The present invention relates to ovens with electric heating elements and to electric heating element systems.
Electric cooking ovens for residential use normally have an electric heating element along the bottom wall of the oven and an electric heating element along the top wall or ceiling of the oven, although a recent innovation has employed a gas broiler for the top heating element in an electric oven, as shown in U.S. Pat. No. 5,909,533. Electric cooking ovens are desirable for many reasons, such as the ability to be self-cleaning by developing an extremely high temperature. Conventionally the electric heating element for the bottom of a residential oven has been a Calrod which is supported by a wire frame a short distance above the bottom surface of the oven. The Calrod is an electric resistance heater rod and, when activated, begins to glow and produce heat and some infrared light waves. The Calrod heating element may be open to the oven or in some oven constructions is placed below a steel sheet coated with porcelain enamel that provides a bottom surface of the oven that may be wiped clean without removing the calrod heating element.
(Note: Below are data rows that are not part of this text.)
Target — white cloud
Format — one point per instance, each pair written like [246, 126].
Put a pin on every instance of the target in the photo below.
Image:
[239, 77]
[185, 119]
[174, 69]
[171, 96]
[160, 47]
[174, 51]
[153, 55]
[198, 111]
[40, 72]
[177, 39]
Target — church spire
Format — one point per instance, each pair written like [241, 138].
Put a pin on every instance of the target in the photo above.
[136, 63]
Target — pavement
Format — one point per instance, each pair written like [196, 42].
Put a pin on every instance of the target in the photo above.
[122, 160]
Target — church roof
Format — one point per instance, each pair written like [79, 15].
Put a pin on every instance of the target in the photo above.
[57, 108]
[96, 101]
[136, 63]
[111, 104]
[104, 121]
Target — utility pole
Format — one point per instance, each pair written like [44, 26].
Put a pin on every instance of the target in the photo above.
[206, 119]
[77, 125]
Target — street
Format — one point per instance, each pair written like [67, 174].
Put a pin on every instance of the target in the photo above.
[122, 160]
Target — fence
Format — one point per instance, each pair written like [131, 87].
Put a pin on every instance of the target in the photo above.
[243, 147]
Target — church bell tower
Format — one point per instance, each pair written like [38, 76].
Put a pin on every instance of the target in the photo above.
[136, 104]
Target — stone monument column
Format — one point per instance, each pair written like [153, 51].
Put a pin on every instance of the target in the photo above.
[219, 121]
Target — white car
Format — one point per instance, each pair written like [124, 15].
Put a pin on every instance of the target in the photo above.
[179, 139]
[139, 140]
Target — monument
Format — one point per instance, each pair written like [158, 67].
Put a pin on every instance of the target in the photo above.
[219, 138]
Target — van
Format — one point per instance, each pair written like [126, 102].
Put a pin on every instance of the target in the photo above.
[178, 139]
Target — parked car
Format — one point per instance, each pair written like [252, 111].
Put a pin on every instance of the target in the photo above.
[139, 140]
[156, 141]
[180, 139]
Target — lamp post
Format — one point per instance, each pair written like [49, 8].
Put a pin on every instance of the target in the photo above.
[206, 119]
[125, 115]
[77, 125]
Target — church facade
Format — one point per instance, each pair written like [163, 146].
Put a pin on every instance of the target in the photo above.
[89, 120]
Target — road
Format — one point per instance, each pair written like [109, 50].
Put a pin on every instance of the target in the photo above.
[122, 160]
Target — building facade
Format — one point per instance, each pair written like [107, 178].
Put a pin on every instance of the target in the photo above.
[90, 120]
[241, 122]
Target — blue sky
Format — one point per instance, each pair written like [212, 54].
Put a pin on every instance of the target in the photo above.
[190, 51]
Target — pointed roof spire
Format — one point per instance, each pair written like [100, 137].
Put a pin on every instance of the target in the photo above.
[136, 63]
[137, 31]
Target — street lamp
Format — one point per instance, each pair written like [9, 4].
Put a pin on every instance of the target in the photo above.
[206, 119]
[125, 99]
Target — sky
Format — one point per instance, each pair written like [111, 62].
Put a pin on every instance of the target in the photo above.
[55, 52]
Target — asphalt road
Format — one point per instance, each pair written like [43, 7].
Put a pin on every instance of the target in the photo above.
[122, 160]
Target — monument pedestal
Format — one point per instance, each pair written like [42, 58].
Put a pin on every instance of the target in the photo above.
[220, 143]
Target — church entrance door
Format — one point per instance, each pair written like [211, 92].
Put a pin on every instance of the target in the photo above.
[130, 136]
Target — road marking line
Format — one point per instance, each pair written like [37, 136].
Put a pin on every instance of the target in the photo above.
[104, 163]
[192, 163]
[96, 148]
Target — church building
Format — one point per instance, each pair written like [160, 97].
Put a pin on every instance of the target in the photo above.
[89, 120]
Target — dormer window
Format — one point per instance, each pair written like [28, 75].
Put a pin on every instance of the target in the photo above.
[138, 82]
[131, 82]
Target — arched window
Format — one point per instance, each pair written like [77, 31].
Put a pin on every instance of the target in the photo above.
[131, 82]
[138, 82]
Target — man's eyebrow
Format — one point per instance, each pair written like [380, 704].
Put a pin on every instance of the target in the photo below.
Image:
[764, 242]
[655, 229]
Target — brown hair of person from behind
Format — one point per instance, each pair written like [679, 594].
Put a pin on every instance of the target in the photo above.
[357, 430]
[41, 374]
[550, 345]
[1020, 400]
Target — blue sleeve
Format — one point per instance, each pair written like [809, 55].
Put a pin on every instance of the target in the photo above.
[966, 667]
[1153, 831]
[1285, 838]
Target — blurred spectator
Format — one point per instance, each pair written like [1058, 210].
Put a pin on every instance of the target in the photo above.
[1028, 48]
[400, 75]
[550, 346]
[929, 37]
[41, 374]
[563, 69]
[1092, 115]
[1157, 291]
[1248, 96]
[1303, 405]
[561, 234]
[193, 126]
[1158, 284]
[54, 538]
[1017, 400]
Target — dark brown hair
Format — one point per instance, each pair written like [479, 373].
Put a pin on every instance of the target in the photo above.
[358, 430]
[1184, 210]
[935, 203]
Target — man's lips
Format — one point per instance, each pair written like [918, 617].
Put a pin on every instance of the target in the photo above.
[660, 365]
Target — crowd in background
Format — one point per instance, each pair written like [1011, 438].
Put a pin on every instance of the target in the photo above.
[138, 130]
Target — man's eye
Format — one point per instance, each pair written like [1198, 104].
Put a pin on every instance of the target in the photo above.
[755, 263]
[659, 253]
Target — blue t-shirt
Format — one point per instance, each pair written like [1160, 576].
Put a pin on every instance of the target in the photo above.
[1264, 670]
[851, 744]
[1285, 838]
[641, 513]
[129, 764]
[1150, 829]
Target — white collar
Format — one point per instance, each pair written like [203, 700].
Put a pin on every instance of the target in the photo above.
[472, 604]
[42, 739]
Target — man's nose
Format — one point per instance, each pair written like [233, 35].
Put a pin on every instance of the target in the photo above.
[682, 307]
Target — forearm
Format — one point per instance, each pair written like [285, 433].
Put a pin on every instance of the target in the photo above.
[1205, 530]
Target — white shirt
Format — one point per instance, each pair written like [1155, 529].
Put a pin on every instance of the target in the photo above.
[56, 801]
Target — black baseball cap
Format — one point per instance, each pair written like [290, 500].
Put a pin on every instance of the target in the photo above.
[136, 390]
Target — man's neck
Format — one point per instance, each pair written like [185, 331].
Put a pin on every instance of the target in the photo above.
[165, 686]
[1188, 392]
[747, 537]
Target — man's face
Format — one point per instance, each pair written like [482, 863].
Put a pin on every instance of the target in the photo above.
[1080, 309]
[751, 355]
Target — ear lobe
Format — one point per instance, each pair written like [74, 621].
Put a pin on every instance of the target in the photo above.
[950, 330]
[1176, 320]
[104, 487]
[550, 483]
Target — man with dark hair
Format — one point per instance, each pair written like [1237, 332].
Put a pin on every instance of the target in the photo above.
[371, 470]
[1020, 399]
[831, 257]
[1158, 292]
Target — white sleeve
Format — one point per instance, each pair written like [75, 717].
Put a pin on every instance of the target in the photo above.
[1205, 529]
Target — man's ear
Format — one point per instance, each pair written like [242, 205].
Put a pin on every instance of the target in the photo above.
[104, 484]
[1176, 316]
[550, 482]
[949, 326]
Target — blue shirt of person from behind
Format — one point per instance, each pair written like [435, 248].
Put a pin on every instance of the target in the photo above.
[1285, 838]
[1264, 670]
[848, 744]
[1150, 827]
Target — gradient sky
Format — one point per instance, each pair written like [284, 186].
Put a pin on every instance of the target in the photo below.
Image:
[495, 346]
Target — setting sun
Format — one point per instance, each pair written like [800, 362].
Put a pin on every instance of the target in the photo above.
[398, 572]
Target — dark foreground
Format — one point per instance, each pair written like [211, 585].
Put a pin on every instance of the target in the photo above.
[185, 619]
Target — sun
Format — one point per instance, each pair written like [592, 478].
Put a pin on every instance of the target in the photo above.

In older ovens the Calrod element can be removed for cleaning the bottom of the ovens where the Calrod heating element is exposed. However, the porcelain enamel coating often cracks under the high temperatures to which it is subjected, such as by the self-cleaning cycle.
Recently, a ribbon-type heating element has been used as both the top and bottom heating elements in residential ovens because of the more rapid increase in temperature and higher temperature that may be achieved by such a ribbon-type element but the ribbon is susceptible to damage so it must be covered. While a high temperature glass has been used to cover and protect the ribbon-type heating element when used as the upper element, the porcelain enamel metal sheet that is used to protect the ribbon type bottom heating element is highly susceptible to cracks. Moreover, the porcelain enamel coated metal sheet illuminates infrared heating from the bottom element and is a poor heat conductor.
Both as a practical matter and to meet modern safety requirements, the bottom heating element in an electric oven must successfully resist liquid spills and impacts from pans, which has led to the use of the porcelain enamel coated sheet immediately above the bottom heating element which creates the inefficiencies and potential failures noted above. Heretofore a glass cover over the bottom electric heating element has been unacceptable because of the inability to meet the required impact resistance requirements and, to a lesser extent, the liquid spill resistance requirements.